After seeming like a trip that would terminally remain eons away, we find ourselves less than a week away from traveling to Yellowstone National Park for 5 days of fly fishing in Yellowstone's backcountry. There are plenty of obvious reasons to be as giddy as a child at the thought of fishing the park's waters: large, beautiful, wild and/or native trout, stunning scenery, peace and solitude, etc. One of the most intriguing ideas about fishing in Yellowstone and on other western waters this time of year, especially for fly fishermen from the lesser East who all too often have to do the whole match-the-hatch thing, is the opportunity to fish large terrestrial and/or attractor patterns.

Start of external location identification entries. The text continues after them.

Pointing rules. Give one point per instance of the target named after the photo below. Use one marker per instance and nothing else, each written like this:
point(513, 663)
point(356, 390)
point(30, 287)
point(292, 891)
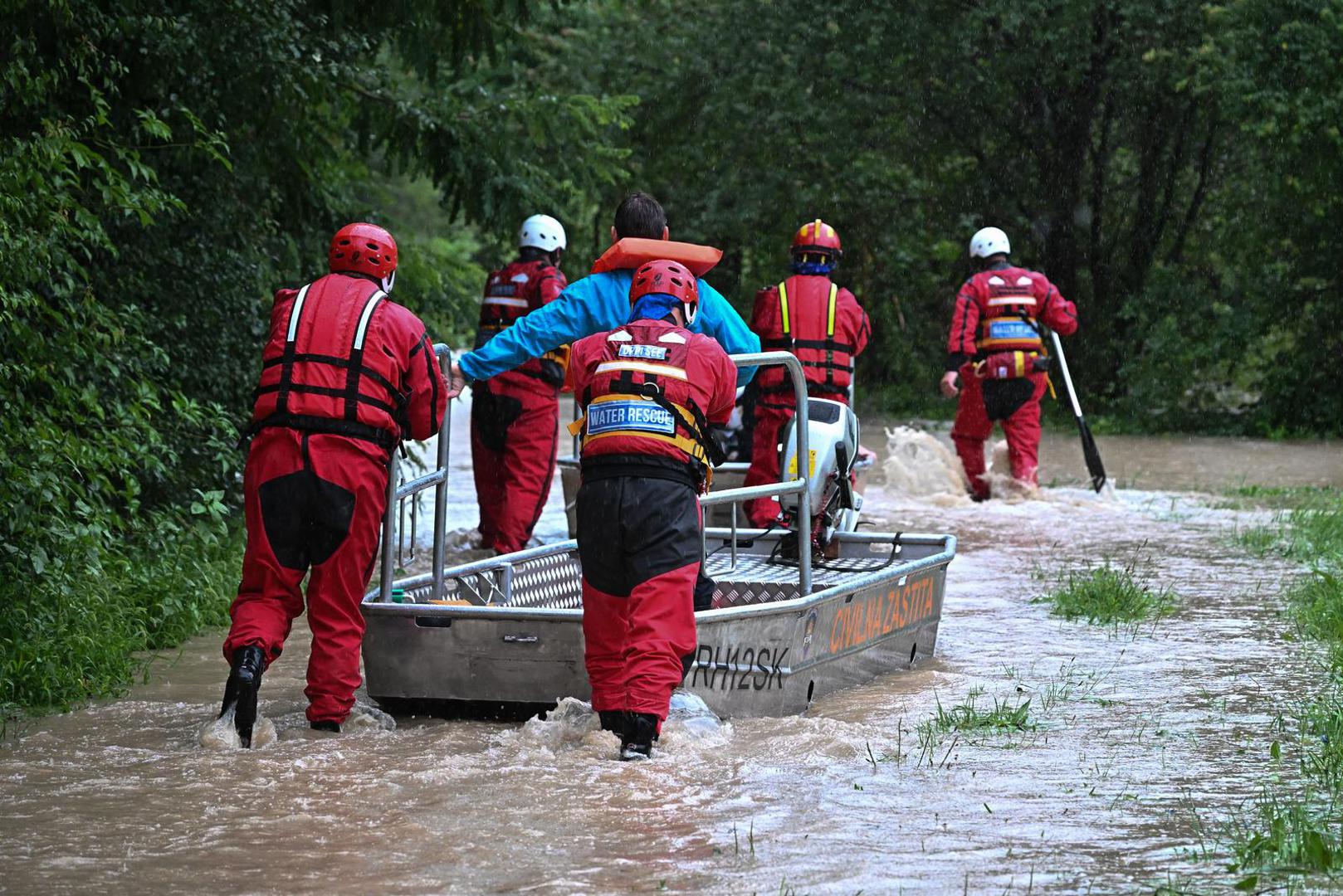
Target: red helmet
point(667, 278)
point(363, 249)
point(817, 236)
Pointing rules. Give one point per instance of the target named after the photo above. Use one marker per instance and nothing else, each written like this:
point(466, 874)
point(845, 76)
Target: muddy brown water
point(1140, 737)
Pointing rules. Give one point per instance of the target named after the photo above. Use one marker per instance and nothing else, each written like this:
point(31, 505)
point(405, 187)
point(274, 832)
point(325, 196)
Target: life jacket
point(1008, 317)
point(641, 399)
point(512, 293)
point(806, 327)
point(328, 366)
point(634, 251)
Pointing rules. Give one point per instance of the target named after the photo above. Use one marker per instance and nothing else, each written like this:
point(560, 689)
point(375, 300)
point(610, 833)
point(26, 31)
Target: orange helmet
point(667, 278)
point(817, 236)
point(363, 249)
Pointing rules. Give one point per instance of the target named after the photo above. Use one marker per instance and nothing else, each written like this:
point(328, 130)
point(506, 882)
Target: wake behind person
point(997, 351)
point(345, 375)
point(601, 301)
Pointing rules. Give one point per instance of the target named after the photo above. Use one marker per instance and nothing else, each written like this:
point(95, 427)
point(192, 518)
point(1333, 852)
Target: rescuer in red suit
point(650, 390)
point(819, 323)
point(515, 416)
point(345, 375)
point(997, 351)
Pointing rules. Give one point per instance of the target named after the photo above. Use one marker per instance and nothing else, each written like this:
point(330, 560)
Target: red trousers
point(313, 505)
point(1016, 406)
point(639, 547)
point(515, 436)
point(764, 461)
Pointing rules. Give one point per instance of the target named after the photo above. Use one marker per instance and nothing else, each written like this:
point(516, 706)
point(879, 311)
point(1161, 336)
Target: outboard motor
point(833, 445)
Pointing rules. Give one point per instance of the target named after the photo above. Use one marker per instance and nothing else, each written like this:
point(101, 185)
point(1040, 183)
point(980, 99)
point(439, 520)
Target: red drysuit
point(649, 390)
point(999, 310)
point(345, 373)
point(826, 328)
point(515, 416)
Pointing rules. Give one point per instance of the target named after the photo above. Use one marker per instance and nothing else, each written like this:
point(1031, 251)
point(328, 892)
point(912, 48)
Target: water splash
point(221, 735)
point(363, 718)
point(921, 466)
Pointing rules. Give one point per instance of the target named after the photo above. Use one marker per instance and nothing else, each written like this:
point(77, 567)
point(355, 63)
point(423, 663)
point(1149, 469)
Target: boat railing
point(399, 497)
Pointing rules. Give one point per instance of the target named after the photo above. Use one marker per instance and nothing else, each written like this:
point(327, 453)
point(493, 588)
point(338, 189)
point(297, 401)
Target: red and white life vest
point(647, 388)
point(337, 360)
point(819, 323)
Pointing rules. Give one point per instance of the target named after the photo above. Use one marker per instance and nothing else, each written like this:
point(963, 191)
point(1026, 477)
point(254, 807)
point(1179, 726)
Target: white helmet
point(543, 232)
point(989, 241)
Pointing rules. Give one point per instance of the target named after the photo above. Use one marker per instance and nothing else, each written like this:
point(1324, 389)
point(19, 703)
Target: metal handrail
point(438, 480)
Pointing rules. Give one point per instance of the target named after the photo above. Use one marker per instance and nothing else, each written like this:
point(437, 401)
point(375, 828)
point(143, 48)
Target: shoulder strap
point(356, 355)
point(830, 314)
point(286, 371)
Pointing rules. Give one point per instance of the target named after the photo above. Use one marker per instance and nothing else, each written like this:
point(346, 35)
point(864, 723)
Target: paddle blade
point(1092, 455)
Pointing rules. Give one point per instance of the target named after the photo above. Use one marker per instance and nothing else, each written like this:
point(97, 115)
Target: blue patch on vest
point(652, 353)
point(638, 416)
point(1017, 331)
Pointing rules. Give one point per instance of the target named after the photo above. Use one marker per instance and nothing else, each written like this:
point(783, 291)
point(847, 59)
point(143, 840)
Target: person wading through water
point(997, 353)
point(650, 390)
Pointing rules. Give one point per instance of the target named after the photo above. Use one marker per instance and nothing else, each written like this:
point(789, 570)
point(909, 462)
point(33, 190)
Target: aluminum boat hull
point(512, 633)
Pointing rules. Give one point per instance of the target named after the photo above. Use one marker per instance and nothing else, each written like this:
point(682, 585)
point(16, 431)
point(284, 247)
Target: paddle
point(1090, 451)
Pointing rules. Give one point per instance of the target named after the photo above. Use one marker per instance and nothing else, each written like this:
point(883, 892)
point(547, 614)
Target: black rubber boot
point(613, 720)
point(241, 691)
point(641, 730)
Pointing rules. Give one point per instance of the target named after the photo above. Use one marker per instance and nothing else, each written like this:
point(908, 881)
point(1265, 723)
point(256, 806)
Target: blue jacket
point(597, 304)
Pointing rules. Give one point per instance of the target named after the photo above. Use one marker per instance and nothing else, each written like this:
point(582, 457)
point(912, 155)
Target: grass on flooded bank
point(1107, 596)
point(1297, 829)
point(80, 629)
point(1310, 529)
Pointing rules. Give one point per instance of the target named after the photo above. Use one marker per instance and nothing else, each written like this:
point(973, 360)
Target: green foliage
point(1108, 596)
point(163, 168)
point(1173, 167)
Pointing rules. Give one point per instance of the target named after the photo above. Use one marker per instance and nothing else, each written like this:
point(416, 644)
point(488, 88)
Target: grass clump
point(1280, 496)
point(1107, 596)
point(1311, 533)
point(78, 631)
point(1297, 829)
point(969, 716)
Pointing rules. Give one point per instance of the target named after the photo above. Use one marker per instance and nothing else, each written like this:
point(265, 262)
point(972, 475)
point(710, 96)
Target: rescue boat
point(504, 635)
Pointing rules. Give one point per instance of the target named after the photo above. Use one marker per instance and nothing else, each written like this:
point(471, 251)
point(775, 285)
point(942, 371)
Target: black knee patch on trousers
point(632, 528)
point(306, 518)
point(491, 416)
point(1004, 398)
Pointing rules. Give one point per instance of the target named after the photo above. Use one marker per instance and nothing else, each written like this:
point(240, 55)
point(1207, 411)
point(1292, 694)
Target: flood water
point(1140, 738)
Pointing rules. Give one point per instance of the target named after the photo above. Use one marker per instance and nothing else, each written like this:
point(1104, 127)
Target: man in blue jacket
point(601, 303)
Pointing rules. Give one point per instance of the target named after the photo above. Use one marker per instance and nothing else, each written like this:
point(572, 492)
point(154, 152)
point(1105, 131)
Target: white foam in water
point(691, 720)
point(921, 466)
point(573, 724)
point(367, 719)
point(219, 733)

In much of the West and especially on the Yellowstone's Lamar River, which we'll be fishing on the tail end of our upcoming trip, this means hoppers and big attractors like Chubby Chernobyls. True, we're a bit late for the salmonflies and the big salmonfly and attractor patterns that go along with them. And, we're a bit early for prime hopper season, though I have heard that the season is progressing a little quicker than normal. Still. Hoppers.

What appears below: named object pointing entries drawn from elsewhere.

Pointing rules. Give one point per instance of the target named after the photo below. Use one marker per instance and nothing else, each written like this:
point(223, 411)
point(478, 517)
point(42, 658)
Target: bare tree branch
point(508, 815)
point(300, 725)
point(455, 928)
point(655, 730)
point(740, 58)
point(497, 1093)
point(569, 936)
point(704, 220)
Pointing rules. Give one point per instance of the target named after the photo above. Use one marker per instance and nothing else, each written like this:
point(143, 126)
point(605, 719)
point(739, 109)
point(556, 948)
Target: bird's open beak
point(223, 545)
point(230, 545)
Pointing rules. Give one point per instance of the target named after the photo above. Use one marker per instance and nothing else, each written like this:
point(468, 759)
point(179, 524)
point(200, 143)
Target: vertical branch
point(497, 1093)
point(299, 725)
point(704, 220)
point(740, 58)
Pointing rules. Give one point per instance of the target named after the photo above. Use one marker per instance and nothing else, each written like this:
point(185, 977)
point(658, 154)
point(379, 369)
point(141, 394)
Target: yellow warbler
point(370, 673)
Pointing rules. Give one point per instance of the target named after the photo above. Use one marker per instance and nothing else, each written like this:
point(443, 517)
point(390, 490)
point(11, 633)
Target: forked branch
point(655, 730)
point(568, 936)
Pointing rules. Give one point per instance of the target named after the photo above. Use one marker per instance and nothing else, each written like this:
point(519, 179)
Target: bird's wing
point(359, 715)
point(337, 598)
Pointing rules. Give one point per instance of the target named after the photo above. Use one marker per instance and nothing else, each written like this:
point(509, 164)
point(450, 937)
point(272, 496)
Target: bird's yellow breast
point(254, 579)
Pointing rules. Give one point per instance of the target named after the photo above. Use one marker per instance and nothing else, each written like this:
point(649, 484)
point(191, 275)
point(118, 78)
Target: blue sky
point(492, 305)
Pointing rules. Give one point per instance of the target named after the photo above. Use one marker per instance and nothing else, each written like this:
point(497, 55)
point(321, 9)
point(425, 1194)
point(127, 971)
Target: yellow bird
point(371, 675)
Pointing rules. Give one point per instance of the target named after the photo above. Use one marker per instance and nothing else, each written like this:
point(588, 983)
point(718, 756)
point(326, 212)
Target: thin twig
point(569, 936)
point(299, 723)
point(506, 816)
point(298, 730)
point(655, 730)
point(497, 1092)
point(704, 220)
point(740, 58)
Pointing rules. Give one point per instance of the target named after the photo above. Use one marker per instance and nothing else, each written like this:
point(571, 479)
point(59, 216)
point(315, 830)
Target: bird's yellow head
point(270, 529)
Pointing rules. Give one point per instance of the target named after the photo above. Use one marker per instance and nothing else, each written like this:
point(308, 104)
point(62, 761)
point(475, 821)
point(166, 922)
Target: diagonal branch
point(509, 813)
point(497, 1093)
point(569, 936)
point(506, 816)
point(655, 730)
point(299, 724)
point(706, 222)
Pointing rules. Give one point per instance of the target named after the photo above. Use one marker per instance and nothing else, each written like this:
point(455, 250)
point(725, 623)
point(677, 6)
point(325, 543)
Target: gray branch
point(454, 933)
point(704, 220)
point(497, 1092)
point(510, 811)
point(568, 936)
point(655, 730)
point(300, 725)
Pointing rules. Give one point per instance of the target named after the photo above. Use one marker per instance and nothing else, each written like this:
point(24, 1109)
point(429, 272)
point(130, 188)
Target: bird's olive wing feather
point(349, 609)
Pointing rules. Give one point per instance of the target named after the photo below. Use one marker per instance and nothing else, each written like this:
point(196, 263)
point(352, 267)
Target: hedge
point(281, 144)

So, in prepration for the trip, our very own George Costa has been slaving away at the vice to keep us all in hoppers. Using what seems like an endless supply of hopper ingredients from Montana Fly Company (MFC) including various colors of foam, pre-tied pheasant tail legs, plastic legs, rubber legs, 3 or 4 different wing styles, several different eye styles and just about every other grasshopper-ry ingredient you can think of, George has tied up a bevy of traditional and popular hopper patterns as well as creating a few of his own. As a result, we're swimming in hoppers.

Hopefully we're not even earlier than we think.